Weiter geht es mit „Fathir“, „Love is not the Answer“. Dann beginnt sie die Sprache zu wechseln, die Instrumente, die Stimme, und bedient sich ungeniert verschiedener Epochen (sie mag die Achtziger) und Musikkulturen. Das Publikum begreift, dass es Zeuge eines Feuerwerks ist. Sophie, eine gute Dekade jünger als die meisten hier, braucht keine Richtung, keine Klassifizierung. Sie behandelt ihr selbst geschriebenes und gecovertes Liedgut mit einer Form von Disrespekt und enormen Selbstbewusstsein. Zwischen den Songs lächelt sie verschmitzt, als ob sie wieder eine ganze Stilrichtung deklassiert hätte.

Man würde glauben, sie improvisiere Texte und Sprache, wenn nicht ihre Band mit präzise instrumentierten, ebenso eigenen Arrangements hauteng folgen würde. Sie springt zwischendurch zum Klavier, dann hängen ihre männlichen Kollegen ihr die Gitarre wieder um.

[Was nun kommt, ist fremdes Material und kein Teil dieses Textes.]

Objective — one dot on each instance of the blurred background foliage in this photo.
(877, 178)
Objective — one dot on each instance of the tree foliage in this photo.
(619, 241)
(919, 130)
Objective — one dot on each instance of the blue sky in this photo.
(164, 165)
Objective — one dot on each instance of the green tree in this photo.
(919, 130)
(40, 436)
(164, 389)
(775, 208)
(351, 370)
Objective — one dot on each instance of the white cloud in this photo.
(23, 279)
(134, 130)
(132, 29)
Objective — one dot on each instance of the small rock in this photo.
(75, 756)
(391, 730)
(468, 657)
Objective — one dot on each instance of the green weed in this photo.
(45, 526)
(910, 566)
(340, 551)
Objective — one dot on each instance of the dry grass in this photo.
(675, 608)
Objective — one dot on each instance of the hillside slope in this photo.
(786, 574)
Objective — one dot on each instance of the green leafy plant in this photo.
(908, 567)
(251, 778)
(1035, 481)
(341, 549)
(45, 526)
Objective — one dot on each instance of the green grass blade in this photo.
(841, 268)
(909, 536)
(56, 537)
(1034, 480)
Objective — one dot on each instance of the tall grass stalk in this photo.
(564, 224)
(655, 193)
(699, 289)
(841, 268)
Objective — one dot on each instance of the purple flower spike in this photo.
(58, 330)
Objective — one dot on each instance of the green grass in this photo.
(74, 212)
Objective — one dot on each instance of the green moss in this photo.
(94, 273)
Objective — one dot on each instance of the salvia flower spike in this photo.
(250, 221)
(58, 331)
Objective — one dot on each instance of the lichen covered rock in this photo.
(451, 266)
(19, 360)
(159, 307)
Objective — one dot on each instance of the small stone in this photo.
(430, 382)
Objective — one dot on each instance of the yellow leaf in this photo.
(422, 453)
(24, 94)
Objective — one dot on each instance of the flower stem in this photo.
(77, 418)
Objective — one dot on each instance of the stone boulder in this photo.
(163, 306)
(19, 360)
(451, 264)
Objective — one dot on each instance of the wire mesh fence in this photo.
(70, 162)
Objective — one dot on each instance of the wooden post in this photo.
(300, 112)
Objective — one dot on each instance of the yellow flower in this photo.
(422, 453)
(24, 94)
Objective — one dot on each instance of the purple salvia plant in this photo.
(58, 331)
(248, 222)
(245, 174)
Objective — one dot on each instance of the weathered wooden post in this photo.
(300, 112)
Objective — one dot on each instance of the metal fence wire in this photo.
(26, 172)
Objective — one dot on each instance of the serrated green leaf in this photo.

Mit „Le vent nous portera“, einem Song, den Bertrand Cantât mit Noir Désir geschrieben hat, nicht lange, bevor er wegen Totschlags an seiner Frau viele Jahre im Gefängnis gelandet ist, hat sie auch einen Radio-Erfolg, wenngleich nicht ohne Beigeschmack.

Zwischendurch gibt sie ihrem grandiosen Pianisten Aléxis Anérilles die Möglichkeit, im Spotlight jazzig die Menge zum Toben zu bringen; auch Geofrey Burton (Gitarre), Simon Gerber (Bass, Klarinette) und Alberto Malo (Schlagzeug) sind durchweg brilliant, auch als Background-Vocals. Die Musik steht für sich. Einzig zum Song „Spaghetti mit Spinat“ lässt sie sich zu einer kurzen Erläuterung hinreißen, referiert über eine persönliche Hassliebe – aber redet sie über sich oder über eins ihrer Alter Egos, die in zahlreichen Liedern die Hauptrolle spielen und sich durch Hall und Echo einbrennen?

Wir bemühen uns, hinter ihre minütlich wechselnde ironische Fassade zu schauen, aber es gelingt uns nicht. Zuletzt singt sie „1983“ – ihr Geburtsjahrgang – „es ist nie zu spät neu geboren zu werden“. Dann ist es vorbei. „Wir sehen uns wieder“, sagt sie noch, „und dann machen wir das Fenster auf“..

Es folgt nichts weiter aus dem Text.